Vervolgens wordt het bereikbare deel van de billen en voorkant van de huid ontdaan. Het zogenaamde afhuiden, ook wel uitslachten genoemd. Dat moet voorzichtig gebeuren om de huid en het onderliggende vlees niet te beschadigen.

Uitslachten

Vanaf de achterkant bij de plaats van de uier snijdt de slachter de huid verder los van de flanken. Van groot belang is het daarbij dat de huid zodanig wordt omgekruld dat de buitenkant de binnenkant niet raakt. Ook op die manier wordt voorkomen dat het vlees wordt bevuild.

De hals

Aan de kant waar de kop is verwijderd maakt de slachter de hals open. Hij haalt de slokdarm en de luchtpijp los en trekt deze voor een deel naar buiten. Met de hand legt hij een knoop in de slokdarm zodat eventueel aanwezige voedselresten het dier niet kunnen besmeuren.
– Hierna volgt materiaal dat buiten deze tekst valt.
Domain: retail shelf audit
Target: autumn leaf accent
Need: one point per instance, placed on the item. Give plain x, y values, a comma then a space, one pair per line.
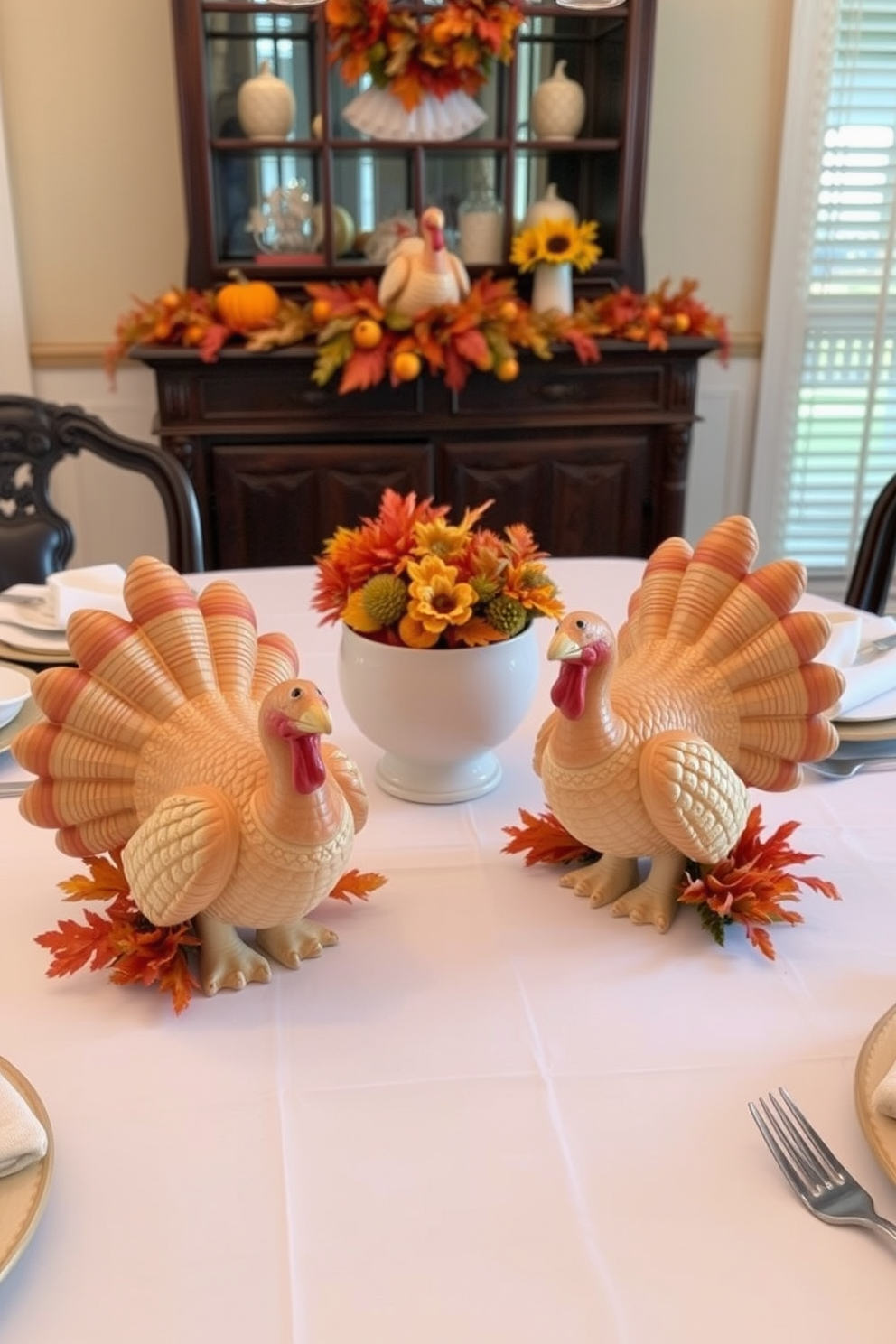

Tevens wordt meteen het borstbeen gekliefd.

Afhuiden

Met de hand wordt de huid van het paard vervolgens zo ver mogelijk naar beneden getrokken. Eventueel wordt met een scherp mes het proces begeleid zodat het onderliggende vlees niet beschadigd wordt. Ook wordt tussen de achterpoten de uier of de roede verwijderd.

Bouten afhuiden

Wanneer de flanken, de borst en de billen voldoende zijn vrijgemaakt wordt het karkas aan de achterpoten opgehesen waarna de slachters de huid van de hals en de schouders kunnen trekken. Doordat het paard is opgehesen kan de slachter de eerste aanzet geven om de bouten af te huiden. Dat afhuiden gebeurt met behulp van een lier. Daartoe is een ketting om het onderste stuk huid gelegd en trekt de lier de huid naar boven weg. Ook hier wordt het proces van afhuiden met een mes begeleid. De huid wordt op deze manier geheel verwijderd en gaat tot slot naar de huidenopkoper die het tot leer verwerkt.

Ontweien

Ontweien is de vakterm voor het ontdoen van de ingewanden. Het paard hangt daarvoor helemaal recht. De slachter gaat vervolgens vanaf de geopende onderkant met het mes naar buiten gericht door de buikwand. Op deze manier kan hij de ingewanden niet beschadigen. Dat zou namelijk een enorme verontreiniging van het vlees aan de binnenzijde betekenen. Met een grote kans op afkeuring tot gevolg.

Ingewanden

Als de buikwand volledig is geopend worden de ingewanden door hun gewicht naar beneden getrokken en hoeft de slachter alleen de aanhechtingsplaatsen aan de binnenzijde maar los te snijden. De ingewanden vallen dan in een speciale bak waarin ze later door de keurmeester worden gekeurd. De nieren en de milt blijven in het karkas ter beoordeling aan de keurmeester. Na de keuring worden de ingewanden, evenals de huid, afgehaald door slachtafvalverwerker Rendac die ze verder verwerkt.

Twee delen

Vroeger werd een paard in twee delen gedeeld met behulp van een grote bijl. Dat was een uiterst nauwkeurig werkje en vergde veel ervaring. Anders werd het een splinter puinhoop en met beschadigde lendes tot gevolg. Tegenwoordig worden de helften van elkaar los gezaagd met behulp van een met water gekoelde zaag. Daardoor krijg je geen splinters en wordt het vlees niet onnodig verwarmd door de zaag en zal dus niet zo gauw verkleuren.

Versnijden

Als laatste worden de ongewenst bestanddelen als aders en andere niet te gebruiken onderdelen verwijderd en wordt het karkas afgespoeld waarna het de koelkast in gaat. Bij een temperatuur van circa 2ºC wordt het vlees dan snel vanaf de lichaamstemperatuur teruggekoeld wat de houdbaarheid bevorderd. Snel doorkoelen en klaar voor de verdere verwerking. Meestal gebeurt dat verwerken een paar dagen na slachting. Het karkas is dan goed bestorven en voldoende op temperatuur om versneden te worden.